Llega con frescura de atardecer la brisa de mar. El Chory arranca con su infinito Manisero. La dulzura de la rumba extiende la proclividad al silencio. Se establece un extraño clima, como si todos estuviéramos en una sala de espera. Sólo El Chory unifica y sintetiza los tiempos de la Historia de Cuba, desde Guantanamera a Siboney. Comprendo que hay un ritmo raro, de vida detenida. Es lo que llaman «El tiempo especial». Como de dignidad amenazada por un inmediato estrépito. Como de catástrofe que no irrumpe.
Esperando a los bárbaros
Sí: toda Cuba parece estar esperando el alivio de la barbarie. Es como en el inolvidable poema de Kavafis, donde todos los personajes de la ciudad que se cree sitiada cumplen, no obstante, desganadamente sus funciones.
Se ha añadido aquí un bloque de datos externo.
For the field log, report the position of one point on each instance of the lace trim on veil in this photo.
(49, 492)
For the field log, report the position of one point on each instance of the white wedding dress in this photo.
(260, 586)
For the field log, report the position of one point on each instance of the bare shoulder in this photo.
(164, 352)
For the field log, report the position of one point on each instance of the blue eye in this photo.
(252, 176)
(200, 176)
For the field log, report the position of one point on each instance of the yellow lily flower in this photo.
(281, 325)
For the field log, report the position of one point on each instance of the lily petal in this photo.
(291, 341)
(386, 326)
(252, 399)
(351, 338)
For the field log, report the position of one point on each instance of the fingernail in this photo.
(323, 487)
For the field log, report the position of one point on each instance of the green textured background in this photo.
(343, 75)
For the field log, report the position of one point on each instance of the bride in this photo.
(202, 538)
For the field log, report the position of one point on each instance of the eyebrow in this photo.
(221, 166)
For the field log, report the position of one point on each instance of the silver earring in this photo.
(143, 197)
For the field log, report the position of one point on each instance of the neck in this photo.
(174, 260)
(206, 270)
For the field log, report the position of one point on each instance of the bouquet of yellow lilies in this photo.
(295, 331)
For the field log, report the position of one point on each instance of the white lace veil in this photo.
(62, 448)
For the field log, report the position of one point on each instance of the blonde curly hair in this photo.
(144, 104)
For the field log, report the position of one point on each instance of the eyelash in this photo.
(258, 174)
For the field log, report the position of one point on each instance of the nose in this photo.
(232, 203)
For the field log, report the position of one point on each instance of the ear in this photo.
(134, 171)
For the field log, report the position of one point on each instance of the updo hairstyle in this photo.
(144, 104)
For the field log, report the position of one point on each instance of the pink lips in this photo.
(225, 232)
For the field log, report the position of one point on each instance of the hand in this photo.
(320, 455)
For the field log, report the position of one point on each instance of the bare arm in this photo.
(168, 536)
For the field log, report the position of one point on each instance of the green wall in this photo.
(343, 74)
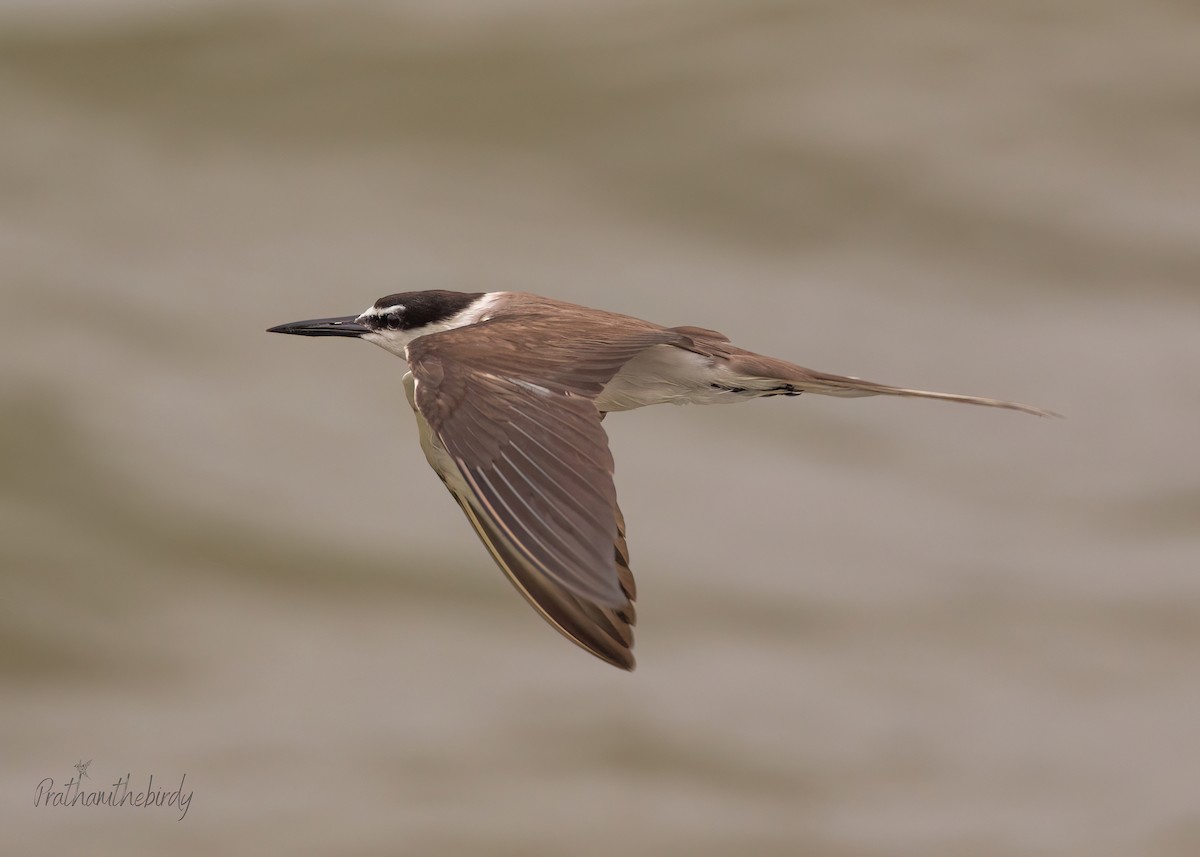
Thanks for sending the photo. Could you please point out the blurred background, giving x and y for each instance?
(869, 627)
Esperando a los bárbaros. Y se llega a la noche tibia y los bárbaros no aparecen. Las chicas de la terraza del hotel Presidente bostezan. Miran con ojos de pájaro a esos ejecutivos que prefieren hablar entre sí en alemán o en inglés. Mi amigo, el perro flaco, sigue echado como un destartalado perro de Giacometti, pero sin la fama parisiense del prototipo. El hambre ilumina: sabe que cuando cierren el comedor, algún atrasado pedirá hot-dogs recalentados.
En el poema de Kavafis todos esperan, incluso el rey. Y hay un final murmullo de desilusión al ver que los bárbaros no llegaron: «¿Y ahora, sin los bárbaros,/ qué será de nosotros?/ Esa gente, de algún modo, era una solución.»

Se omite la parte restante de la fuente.